I would like to understand one pod capacity limits, bottle-necks found already and production grade config to be applied on Kong.

Capacity limits expected:

  • # of connections/s supported by one pod (my findings 900 conn/s)
  • max VCPU/Memory required by one pod under heavy load (VCPU:1, memory: 500MB)
  • max throughput (my finding 7MB/s in/out)
  • any other limits

Really appreaciate support from Kong community.
Regards, Slawek

Using nginx_proxy_keepalive_requests: 1000 sets that NGINX-level tunable. Per their docs, the limit exists as a performance safeguard to use RAM effectively, but it’s not a hard limit on requests, it’s a limit on the number of times a single kept-alive connection can be reused.

That should be handled gracefully by most clients, since they’ll see the connection closure and open a new one the next time they need to send a request, but it looks like --num-conn 1 for httperf won’t reopen the connection if it’s closed.

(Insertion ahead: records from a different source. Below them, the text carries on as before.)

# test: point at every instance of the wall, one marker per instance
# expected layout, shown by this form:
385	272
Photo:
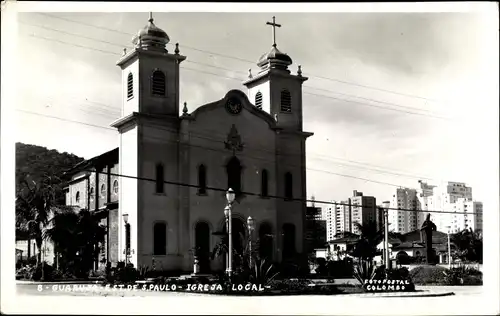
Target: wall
158	145
81	187
129	188
256	155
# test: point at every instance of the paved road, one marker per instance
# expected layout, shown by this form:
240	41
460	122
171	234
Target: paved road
467	300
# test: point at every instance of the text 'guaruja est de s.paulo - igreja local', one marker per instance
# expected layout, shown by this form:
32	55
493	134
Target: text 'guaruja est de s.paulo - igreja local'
152	287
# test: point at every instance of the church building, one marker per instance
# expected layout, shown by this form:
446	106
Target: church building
162	192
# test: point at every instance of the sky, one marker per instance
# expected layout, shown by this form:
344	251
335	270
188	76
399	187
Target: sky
391	97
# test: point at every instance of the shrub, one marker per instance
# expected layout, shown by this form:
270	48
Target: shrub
123	274
288	286
58	275
364	270
340	269
463	276
428	275
47	272
441	276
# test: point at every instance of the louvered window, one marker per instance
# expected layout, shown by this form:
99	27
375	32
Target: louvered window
130	86
158	83
258	100
286	101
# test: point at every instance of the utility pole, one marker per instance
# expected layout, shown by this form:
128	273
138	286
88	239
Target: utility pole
386	238
449	250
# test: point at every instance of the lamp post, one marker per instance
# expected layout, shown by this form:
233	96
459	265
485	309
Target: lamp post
251	227
125	219
449	248
230	196
386	239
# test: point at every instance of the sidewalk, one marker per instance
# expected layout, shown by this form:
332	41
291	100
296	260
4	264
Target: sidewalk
417	293
22	282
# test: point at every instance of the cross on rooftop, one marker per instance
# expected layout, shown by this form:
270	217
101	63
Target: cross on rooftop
274	25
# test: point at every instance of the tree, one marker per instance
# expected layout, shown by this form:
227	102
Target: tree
34	204
77	236
469	244
365	248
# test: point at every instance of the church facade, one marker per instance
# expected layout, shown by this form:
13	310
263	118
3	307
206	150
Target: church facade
174	168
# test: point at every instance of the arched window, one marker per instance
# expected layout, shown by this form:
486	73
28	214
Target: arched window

I’m unsure of the effects on memory consumption as you increase that setting indefinitely–you’d need to try and observe what that looks like in practice–but what value is appropriate depends on a variety of factors around what type of performance you’re trying to optimize for. Again, closing a kept-alive connection is generally fine since it’s usually handled gracefully by the client, though opening a new connection adds some additional latency to perform a new TCP handshake; you’d probably observe that in practice as contributing to a increase in higher-percentile latencies (i.e. most requests will use a kept-alive connection, but a small fraction will need to perform a handshake again).

Thank you for reply!

Do you know any other Kong as ingress controller capacity limits?

Thanks, Slawek

We don’t have detailed capacity data that I’m aware of–generally our recommendation is to do more or less what you’ve done here, i.e. configure the system as you intend to use it and run some means of synthetic testing to analyze its overall performance.